Having a hard time settling down tonight.  I won't say more or I'll be telling my story (none of which is really worse than it was, but people LIED.  A lot.  and I care more than I should).



Copyright 2006 www.masterofirony.blogspot.com

3 comments:

Anonymous said...

April 17, 2007.
My beloved German Shepherd PJ died.
I still haven't gotten over it.
I think of him every single day.
I miss him still.
------

All this to say, I KNOW 100% HOW YOU FEEL. No time is a good time. I hope this is just a fluke, and a good sign that she's not despondent and/or lethargic, and if there's anyone who can nurse her through this, it's you!

Perhaps you will write a book that will help thousands of other people. And perhaps your writing this blog has already helped/saved someone (or many someones!)

I hope your time with Dr.
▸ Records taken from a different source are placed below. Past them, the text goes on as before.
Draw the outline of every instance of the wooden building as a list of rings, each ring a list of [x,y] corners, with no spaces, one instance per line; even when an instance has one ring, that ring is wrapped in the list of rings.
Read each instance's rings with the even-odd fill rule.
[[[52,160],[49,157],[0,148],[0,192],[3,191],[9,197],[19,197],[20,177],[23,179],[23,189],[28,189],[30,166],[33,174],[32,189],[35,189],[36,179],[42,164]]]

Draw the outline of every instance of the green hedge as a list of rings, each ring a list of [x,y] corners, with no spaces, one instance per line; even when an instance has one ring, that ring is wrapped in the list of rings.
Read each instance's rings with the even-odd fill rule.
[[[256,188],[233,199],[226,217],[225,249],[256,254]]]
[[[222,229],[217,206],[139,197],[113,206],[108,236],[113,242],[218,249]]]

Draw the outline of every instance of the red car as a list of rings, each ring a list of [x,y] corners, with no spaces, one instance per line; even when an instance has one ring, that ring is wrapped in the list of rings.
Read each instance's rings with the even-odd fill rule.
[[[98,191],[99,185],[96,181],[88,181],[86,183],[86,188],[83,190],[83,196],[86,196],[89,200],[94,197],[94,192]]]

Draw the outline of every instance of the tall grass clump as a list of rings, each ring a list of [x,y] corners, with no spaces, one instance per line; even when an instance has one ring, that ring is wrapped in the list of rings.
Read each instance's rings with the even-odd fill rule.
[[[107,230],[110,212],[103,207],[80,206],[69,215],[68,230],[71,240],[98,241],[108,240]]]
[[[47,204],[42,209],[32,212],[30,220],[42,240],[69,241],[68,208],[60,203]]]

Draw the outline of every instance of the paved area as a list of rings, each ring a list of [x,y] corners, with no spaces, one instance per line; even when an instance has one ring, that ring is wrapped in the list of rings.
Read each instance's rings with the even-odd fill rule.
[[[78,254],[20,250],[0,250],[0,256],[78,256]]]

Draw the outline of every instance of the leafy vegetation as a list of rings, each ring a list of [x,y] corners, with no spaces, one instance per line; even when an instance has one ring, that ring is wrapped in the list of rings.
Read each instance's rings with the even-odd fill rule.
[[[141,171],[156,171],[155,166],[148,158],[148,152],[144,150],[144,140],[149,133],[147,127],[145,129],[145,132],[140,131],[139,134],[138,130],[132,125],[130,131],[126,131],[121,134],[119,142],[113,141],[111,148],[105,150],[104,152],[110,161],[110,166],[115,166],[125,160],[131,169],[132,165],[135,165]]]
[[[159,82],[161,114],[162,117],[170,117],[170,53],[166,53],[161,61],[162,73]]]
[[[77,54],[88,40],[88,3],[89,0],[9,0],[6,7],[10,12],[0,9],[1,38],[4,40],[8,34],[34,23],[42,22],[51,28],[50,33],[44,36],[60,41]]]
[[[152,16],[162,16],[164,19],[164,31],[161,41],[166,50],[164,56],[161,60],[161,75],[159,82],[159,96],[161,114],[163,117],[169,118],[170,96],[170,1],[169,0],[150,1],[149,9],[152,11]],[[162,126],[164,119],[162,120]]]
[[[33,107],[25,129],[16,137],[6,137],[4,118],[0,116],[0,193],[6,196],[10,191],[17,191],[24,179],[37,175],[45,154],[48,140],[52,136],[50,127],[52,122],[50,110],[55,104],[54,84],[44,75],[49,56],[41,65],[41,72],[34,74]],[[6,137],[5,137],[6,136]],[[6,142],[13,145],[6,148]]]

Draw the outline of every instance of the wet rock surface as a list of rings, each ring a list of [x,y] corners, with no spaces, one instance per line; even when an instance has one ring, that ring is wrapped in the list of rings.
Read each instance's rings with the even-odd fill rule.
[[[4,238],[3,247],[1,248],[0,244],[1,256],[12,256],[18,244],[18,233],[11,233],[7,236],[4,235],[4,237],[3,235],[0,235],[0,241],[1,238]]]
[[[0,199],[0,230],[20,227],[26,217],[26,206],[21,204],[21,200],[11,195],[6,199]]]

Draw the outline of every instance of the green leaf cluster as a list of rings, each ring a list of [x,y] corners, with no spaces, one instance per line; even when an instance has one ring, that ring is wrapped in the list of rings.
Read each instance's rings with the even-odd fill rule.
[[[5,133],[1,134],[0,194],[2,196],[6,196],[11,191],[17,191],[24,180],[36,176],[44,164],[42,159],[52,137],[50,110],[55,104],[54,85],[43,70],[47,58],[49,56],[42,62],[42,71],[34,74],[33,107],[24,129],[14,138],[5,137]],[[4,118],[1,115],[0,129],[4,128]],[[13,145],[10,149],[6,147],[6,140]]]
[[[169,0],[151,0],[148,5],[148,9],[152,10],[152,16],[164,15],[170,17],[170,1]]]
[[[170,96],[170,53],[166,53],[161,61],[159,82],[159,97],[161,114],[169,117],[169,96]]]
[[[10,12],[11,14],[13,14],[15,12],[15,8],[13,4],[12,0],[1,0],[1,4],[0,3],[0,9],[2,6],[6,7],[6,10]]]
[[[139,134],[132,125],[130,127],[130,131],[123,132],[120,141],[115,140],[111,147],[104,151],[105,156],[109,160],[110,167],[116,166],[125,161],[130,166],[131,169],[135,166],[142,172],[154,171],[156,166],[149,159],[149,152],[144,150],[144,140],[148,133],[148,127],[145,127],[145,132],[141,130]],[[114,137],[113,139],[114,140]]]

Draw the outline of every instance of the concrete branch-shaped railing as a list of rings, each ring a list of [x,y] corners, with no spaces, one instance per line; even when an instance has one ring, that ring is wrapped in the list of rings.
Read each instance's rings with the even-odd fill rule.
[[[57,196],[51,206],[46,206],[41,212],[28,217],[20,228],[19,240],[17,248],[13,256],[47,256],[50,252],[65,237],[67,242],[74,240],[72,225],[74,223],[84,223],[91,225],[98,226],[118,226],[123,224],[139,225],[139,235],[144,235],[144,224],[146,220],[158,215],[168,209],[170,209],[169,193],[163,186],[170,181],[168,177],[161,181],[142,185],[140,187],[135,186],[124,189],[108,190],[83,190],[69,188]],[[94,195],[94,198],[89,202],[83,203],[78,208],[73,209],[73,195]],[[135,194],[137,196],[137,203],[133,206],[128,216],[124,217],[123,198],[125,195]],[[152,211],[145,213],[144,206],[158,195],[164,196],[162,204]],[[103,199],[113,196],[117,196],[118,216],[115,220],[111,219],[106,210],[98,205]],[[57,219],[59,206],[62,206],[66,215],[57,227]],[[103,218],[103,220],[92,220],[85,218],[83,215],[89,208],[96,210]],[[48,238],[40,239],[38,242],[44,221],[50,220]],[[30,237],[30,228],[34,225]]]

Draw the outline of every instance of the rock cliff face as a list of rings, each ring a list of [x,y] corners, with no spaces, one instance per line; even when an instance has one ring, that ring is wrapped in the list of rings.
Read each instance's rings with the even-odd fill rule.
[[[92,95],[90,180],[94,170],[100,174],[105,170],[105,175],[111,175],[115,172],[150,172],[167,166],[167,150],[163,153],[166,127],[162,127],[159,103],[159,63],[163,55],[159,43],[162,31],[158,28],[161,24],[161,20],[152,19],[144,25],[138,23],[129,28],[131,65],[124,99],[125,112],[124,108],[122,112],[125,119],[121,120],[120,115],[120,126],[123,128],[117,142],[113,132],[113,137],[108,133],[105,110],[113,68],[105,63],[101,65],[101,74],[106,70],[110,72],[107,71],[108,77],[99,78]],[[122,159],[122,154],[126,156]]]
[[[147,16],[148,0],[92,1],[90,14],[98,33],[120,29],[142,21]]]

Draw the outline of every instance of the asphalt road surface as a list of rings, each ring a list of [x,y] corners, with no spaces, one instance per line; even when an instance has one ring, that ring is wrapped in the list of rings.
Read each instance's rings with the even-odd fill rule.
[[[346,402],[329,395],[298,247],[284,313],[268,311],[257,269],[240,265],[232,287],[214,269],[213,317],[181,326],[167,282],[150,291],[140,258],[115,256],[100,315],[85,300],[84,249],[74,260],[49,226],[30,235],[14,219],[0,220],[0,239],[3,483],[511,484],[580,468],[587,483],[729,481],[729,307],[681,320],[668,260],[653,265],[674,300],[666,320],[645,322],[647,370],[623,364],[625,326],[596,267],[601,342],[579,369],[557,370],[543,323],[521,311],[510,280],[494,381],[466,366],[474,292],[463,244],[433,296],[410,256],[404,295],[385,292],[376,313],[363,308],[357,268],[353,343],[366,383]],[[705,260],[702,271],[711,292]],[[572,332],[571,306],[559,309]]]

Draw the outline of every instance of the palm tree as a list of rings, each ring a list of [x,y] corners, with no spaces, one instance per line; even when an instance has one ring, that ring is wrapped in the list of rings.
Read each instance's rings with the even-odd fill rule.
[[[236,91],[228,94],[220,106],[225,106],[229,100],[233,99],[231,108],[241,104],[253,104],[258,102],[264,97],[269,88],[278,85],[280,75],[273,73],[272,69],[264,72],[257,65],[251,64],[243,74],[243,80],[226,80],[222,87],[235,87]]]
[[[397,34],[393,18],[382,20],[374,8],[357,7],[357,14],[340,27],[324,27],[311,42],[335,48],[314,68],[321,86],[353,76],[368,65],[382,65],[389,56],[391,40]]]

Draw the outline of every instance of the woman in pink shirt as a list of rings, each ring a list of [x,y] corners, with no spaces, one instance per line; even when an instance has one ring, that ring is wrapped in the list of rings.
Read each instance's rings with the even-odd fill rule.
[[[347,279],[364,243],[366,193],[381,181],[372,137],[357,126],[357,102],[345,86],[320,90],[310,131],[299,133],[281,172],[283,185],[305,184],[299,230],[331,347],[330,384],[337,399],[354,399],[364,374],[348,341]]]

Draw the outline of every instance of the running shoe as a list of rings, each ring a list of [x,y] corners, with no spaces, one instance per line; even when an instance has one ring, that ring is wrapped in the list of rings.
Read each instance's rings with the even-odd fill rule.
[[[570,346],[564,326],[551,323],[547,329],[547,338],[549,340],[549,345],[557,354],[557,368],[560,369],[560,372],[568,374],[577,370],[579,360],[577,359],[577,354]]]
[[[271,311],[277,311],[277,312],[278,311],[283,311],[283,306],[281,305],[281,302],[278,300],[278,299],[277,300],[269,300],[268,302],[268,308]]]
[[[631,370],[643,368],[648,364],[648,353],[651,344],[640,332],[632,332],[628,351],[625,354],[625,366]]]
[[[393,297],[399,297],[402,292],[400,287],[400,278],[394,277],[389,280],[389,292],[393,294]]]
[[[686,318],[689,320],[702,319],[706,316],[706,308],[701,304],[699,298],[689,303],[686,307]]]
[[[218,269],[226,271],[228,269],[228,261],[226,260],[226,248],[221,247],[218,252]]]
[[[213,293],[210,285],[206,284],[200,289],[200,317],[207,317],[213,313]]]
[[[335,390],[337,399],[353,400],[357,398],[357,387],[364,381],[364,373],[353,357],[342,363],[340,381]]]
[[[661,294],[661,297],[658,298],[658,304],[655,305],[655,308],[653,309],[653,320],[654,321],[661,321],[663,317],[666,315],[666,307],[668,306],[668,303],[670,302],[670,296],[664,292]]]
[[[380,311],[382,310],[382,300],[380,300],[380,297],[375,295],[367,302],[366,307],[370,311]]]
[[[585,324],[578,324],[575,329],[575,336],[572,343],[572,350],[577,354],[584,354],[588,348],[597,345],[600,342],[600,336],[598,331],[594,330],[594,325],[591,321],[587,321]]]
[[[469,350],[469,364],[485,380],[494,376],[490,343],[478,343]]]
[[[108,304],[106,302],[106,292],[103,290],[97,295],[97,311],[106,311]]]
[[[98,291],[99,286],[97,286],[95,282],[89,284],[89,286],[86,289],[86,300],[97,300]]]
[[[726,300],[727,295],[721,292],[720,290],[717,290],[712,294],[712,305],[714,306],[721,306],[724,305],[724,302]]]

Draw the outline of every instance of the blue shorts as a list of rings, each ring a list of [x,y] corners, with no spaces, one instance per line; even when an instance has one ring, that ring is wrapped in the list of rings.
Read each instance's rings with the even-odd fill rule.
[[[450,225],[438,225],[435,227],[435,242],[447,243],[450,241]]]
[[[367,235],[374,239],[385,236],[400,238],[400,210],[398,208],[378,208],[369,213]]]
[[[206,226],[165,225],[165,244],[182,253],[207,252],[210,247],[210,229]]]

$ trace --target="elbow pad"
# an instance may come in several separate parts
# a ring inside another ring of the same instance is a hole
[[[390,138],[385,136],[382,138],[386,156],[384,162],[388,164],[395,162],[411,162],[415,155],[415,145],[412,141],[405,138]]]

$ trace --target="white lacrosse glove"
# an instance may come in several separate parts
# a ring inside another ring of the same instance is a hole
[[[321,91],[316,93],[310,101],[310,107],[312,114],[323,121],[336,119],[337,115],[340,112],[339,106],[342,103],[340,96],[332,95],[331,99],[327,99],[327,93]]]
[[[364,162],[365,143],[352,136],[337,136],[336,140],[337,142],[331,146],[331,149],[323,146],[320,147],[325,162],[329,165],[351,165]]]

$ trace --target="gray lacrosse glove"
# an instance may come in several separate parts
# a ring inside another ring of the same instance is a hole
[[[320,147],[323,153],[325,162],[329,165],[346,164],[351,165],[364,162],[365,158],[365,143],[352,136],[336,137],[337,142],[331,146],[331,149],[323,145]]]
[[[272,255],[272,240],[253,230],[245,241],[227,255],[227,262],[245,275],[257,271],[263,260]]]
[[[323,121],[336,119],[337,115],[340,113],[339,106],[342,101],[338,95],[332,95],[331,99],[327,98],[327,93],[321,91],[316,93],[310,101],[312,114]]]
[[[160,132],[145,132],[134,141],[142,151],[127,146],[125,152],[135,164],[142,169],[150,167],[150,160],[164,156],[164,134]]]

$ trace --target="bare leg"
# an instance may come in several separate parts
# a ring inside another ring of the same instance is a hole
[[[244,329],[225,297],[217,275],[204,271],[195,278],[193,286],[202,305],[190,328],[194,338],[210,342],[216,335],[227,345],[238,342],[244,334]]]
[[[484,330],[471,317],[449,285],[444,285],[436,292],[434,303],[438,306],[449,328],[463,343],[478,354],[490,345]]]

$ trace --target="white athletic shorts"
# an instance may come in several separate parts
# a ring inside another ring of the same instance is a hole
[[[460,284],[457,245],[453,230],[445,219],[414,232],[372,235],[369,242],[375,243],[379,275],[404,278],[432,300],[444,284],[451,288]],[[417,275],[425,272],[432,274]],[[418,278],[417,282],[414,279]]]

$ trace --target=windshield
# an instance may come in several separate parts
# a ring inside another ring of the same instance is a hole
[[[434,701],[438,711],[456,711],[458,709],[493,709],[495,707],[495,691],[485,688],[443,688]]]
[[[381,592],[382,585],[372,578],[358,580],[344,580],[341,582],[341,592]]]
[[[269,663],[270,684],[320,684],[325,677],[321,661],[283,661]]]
Mind today is going well. Thinking of you and praying for you.

Becky

Michal Ann said...

My goodness, you're bonded to Anna. It's wonderful that you love her so much and connected with her at the VERY tender age of 5 weeks. Your LOVING CARE will bring you both through this time with as much dignity and compassion possible. May the Lord comfort your heart and bless Anna's little body with strength.

Sending love and prayers, Michal

Michal Ann said...

Jen, I hope the reading of God's word strengths your heart and gives you courage to face the many battles you're waging now. xoxoxo!

The following devotional is the product of Barry Adams.

365promises.com

June 18, 2012

Isaiah 54:17 WEB

No weapon that is formed against you will prevail; and you will condemn every tongue that rises against you in judgment.


Promise #169: No weapon created for your harm will succeed against you.


It is a reality that we have an enemy that is prowling around like a lion who would like to harm us. We do not have to be fearful or paranoid about this, but it is helpful to be aware of his opposition. In this promise found in Isaiah, God makes the promise that no weapon that is formed against us by any enemy will prosper. He goes on to say that every tongue that judges us will be condemned.

It is encouraging to be reminded that God is on our side and He is fighting for us. No matter what or who opposes us, our Father promises to be with us through every storm and protect us by His great power. This is the heritage of the Lord. This is our birthright! ...To live under the protection of the Most High (Psalm 91).

I realize that this does not mean that we are completely insulated from trials in life. Jesus said in John 16:33 that as long as we are in this world, we will experience trouble. Praise God though that Jesus has overcome the world! When I think of any opposing forces that are against me, whether they are earthly or demonic, I take great comfort in this promise from my Father... No weapon that has been created for my harm will succeed against me! That is my inheritance and it is your inheritance too!